Se la maggior parte del pubblico a teatro (ma in verità in tutte le manifestazioni culturali) è “donna”, non si corre il pericolo di arrivare ancora una volta “meno” al pubblico maschile? No. Questa non è una rassegna che si rivolge alle donne. Si parla della donna ma le problematiche che vengono affrontate non riguardano solo le donne, sono bensì espressione di un problema sociale più ampio, che riguarda gli individui, uomini o donne che siano. Il problema della partecipazione culturale è forse legato ai numeri, ma in genere il nostro pubblico è abbastanza variegato.

Aldilà delle leggi sul femminicidio quanto sarebbe importante portare la cultura del rispetto nelle scuole? Magari anche con dei laboratori teatrali? Di fondamentale importanza direi. Infatti è da un laboratorio che poi è germogliato il seme del progetto. La diffusione di questo tipo di interventi si scontra con i problemi della sempre maggiore esiguità di fondi, purtroppo.

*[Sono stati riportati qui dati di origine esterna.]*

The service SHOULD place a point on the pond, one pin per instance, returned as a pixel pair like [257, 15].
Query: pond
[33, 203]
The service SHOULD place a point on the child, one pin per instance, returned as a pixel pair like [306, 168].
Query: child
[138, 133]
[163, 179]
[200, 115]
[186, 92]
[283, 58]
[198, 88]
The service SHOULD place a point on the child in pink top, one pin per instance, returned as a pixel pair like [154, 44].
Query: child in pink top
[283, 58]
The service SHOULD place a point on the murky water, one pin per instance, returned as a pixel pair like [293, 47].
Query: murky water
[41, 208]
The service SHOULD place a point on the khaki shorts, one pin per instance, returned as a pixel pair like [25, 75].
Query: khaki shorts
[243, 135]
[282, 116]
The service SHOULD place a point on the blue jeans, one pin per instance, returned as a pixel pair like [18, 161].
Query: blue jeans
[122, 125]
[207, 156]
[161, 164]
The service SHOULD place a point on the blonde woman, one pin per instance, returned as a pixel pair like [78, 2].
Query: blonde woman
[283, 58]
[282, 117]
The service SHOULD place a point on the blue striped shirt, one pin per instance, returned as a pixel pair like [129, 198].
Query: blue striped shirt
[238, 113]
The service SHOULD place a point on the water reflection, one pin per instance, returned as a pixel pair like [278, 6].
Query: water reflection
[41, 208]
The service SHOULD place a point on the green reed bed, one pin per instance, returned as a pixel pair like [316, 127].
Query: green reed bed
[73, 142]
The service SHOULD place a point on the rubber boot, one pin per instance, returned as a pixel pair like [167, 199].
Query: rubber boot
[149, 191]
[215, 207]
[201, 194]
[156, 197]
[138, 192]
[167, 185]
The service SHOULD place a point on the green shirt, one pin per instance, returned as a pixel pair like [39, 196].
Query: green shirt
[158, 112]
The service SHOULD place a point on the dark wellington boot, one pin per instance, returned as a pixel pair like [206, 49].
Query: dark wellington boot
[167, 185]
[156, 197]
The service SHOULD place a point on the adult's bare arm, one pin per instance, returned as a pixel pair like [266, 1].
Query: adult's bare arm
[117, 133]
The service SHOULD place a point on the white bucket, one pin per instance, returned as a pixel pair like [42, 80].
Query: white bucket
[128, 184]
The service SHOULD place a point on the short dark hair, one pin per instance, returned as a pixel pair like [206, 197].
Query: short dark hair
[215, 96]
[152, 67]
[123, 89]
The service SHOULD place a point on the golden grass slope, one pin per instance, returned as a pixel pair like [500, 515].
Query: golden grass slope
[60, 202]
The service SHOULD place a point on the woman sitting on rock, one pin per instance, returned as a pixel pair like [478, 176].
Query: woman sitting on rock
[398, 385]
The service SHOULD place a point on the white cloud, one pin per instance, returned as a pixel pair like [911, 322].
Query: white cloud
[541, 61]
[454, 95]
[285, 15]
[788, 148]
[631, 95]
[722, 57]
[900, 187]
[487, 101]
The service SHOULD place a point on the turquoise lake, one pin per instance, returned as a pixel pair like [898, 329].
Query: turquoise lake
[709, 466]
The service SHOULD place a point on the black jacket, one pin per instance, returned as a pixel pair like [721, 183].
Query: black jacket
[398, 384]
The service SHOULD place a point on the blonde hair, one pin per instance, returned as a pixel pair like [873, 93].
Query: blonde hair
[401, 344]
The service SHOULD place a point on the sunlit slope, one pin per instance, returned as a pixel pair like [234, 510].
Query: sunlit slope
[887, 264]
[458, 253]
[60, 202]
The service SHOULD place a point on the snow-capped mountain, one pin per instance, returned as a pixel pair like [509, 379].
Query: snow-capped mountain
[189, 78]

Sicuramente la tua esperienza nel mondo dello spettacolo ti porta a essere esperta di comunicazione anche in riferimento ai messaggi che l’arte riesce a trasmettere nella società. Secondo te lo sport, e il calcio soprattutto, che parlano molto agli “uomini”, potrebbero promuovere campagne su nuovi modelli culturali positivi e in contrasto con la violenza di genere? Esperta di comunicazione direi di no. Sono ambiti così vasti e complessi, da necessitare di studi specifici che a me mancano. Posso risponderti solo in termini di auspicio, nel senso che sì, penso che lo sport possa fare molto, e mi auguro che arrivino idee e proposte anche in tal senso.